The sine function, denoted as \( \sin x \), is a fundamental trigonometric function that maps angles to the ratio of the opposite side over the hypotenuse in a right triangle. Its values range between \(-1\) and \(1\), creating a smooth, wave-like curve known as a sine wave.

For angles from \(0\) to \(2\pi\), the sine function achieves a maximum of \(1\) and a minimum of \(-1\). Specifically, it is less than or equal to \(1/2\) at \(\pi/6\) and \(5\pi/6\). This cyclical pattern means the function repeats its values over intervals of \(2\pi\). Knowing where \( \sin x \) attains certain values helps in solving inequalities like \( \sin x < 1/2 \).
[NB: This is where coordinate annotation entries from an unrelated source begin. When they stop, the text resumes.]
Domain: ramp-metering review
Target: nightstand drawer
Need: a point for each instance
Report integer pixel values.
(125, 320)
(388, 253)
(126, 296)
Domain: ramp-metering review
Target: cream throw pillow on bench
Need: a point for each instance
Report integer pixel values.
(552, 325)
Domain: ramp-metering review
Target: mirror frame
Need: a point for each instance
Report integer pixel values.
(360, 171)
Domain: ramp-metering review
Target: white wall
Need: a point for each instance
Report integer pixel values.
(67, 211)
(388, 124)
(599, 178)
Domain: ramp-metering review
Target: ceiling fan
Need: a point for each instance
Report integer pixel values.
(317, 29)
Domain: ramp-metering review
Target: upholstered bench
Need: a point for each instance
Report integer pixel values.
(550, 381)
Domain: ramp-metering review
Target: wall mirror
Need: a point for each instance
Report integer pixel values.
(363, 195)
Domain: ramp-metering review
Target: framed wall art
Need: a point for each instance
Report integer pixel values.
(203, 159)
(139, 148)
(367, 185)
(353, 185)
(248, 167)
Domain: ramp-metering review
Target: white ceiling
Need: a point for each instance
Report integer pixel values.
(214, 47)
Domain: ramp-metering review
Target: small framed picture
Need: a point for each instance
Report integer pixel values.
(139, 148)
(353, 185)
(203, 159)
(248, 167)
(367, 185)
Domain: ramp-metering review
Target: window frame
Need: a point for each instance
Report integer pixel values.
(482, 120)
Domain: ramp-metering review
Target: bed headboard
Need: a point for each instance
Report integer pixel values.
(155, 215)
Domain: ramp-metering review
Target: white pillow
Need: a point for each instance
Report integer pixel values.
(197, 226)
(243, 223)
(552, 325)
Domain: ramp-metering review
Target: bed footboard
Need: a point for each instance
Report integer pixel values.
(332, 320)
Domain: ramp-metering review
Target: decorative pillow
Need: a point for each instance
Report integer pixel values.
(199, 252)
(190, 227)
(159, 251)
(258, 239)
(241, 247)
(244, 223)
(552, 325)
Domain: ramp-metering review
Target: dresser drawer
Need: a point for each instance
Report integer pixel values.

• At \(x = \pi/6\), \( \sin x = 1/2\).
• At \(x = \pi\), \( \sin x = 0\).
• For \( \sin x < 1/2\), solutions are found between \(0 < x < \pi/6\) and \(\pi < x < 5\pi/6\).

The double angle formula is a powerful tool in trigonometry, especially for simplifying expressions like \( \sin 2x \). According to this formula, \( \sin 2x = 2 \sin x \cos x \). This transforms our inequality \( \sin 2x < 1/2 \) into \( 2 \sin x \cos x < 1/2 \).

By simplifying further, we get \( 4 \sin x \cos x < 1 \), or equivalently, \( \sin x < 1/4 \cos x \). This helps break down more complex trigonometric equations into manageable parts.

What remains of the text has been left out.